For the last six months, the Army has been telegraphing that it will need to take money from its equipment programs to fund its new modernization priorities. Army chief of staff General Mark Milley said that in order to free up $30 billion over five years for modernization, the branch will have to “kill" 93 equipment programs and reduce 93 others. Army leaders made those hard decisions during its extended “night court” sessions last year.
As the saying goes, “To make an omelet, you have to break some eggs.” The Army is about to crack open plenty of funding eggs, and Congress should let it get cooking. Modernization has been slow tracked for most of this century. The wars in Iraq and Afghanistan forced the Army to focus on equipment needed immediately to wage counterinsurgency operations. Investing in items such as mine resistant ambush protected vehicles, slow flying drones, and jammers, were appropriate and lifesaving decisions. But it cost the Army a decade and a half of the kind of modernization effort needed to counter great power adversaries like Russia and China.
The problem worsened in 2012 as the Budget Control Act started to slice money out of the Army budget. Pinched by both the demands of war and corrosive spending caps, the Army now finds itself in a position where its leaders acknowledge it is “outnumbered, outranged, and outgunned.” In 2017, leaders set out to revitalize the modernization effort. Last year, they activated the Army Futures Command, a new four star headquarters to manage the programs. Eight cross functional teams were also put in place to oversee development and execution of the programs.

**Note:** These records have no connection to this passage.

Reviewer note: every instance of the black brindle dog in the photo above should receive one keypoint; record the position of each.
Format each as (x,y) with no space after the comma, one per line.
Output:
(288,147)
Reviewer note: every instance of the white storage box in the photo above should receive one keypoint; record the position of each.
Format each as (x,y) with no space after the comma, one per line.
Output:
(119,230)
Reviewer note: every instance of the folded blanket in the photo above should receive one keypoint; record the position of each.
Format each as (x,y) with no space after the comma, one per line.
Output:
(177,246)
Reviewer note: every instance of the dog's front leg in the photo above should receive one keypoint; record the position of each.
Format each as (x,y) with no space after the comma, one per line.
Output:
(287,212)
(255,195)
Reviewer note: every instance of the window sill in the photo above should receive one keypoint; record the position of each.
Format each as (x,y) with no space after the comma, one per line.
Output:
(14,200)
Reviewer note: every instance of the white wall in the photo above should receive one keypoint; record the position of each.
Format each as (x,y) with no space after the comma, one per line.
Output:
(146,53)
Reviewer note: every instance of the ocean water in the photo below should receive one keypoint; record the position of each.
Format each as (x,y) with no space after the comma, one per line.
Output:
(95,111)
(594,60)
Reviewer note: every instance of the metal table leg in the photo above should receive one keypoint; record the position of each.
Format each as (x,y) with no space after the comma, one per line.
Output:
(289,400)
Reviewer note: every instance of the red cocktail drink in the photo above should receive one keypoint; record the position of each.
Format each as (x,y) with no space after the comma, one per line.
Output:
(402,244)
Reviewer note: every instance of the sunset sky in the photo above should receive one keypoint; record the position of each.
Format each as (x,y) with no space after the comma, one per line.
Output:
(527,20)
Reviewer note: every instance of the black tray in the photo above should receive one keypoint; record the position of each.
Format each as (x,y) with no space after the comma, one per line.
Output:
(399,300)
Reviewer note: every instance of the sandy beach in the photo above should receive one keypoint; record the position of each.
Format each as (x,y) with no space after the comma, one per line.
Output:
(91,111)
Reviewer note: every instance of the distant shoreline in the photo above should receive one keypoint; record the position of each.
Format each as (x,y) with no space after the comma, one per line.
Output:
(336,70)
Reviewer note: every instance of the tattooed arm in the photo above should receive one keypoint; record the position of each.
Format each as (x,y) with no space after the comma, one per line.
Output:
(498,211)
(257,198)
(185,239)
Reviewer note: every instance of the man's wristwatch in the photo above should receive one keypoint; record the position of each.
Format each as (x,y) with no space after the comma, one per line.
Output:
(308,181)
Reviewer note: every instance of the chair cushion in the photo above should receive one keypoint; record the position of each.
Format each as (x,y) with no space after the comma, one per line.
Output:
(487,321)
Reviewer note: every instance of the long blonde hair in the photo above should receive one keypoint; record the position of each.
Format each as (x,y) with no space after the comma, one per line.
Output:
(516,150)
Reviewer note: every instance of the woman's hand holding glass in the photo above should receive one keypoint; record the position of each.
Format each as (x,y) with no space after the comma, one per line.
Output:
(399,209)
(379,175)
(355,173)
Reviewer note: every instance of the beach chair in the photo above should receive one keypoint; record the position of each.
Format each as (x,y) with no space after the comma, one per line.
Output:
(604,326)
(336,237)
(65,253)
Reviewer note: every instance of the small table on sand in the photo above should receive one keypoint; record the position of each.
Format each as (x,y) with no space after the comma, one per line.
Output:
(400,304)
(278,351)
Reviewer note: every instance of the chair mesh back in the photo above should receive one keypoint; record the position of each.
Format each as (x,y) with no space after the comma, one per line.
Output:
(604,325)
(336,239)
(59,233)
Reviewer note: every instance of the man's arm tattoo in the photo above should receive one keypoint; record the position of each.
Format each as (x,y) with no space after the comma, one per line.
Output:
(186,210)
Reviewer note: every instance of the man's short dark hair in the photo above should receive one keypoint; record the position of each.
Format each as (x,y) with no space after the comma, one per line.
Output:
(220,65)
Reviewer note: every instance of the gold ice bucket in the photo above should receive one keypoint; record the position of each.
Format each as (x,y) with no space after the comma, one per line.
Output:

Most significantly, leaders committed to modernizing with funds largely already inside Army programs. They were unwilling to ask Congress for more money before first looking inward. The brass quickly realized there was not enough money to both upgrade legacy equipment and develop weapons needed for future combat, such as long range precision fires and next generation combat vehicles. That is when they decided to squeeze $30 billion out of the existing Army programs and invest it in the future.
Everyone thus far, including members of Congress, seems okay with that strategy. But it is about to get more difficult because what seems okay in the abstract often gets difficult in the specific. The Army will have had to target its biggest programs to find $30 billion. In fiscal 2019, the Army has devoted a majority of equipment funds to upgrading legacy helicopters such as the Apache, Blackhawk, and Chinook, along with legacy combat platforms such as the Abrams tank, Bradley fighting vehicle, and Paladin howitzer. In the Defense Department budget set to be unveiled next week, those large programs are likely unfunded or sharply reduced, and there is little doubt many other programs will be zeroed out or sharply reduced.
Here is the rub. All of these Army programs have strong constituencies in the industry, at think tanks, and consequently in Congress. Knowing that their programs are quite likely in the crosshairs, many of these interested parties have already begun to make their arguments that, while they agree in general that Army modernization must change, in the case of their own particular programs, the Army has gotten it wrong. It is at this point where Congress must demonstrate leadership and support the tough decisions of the Army. The pain in the near term will be enormous because these programs are in production with associated jobs and economic impacts.
To make the needed investments in the next generation of equipment, the Army has no choice but to pivot from incrementally improving its legacy equipment to focusing on a vision for the future. It is far from a remote choice. American lives depend on having the decisive edge in combat equipment. Today, that advantage is at grave risk. To regain it, Congress must underwrite these informed modernization decisions of the Army.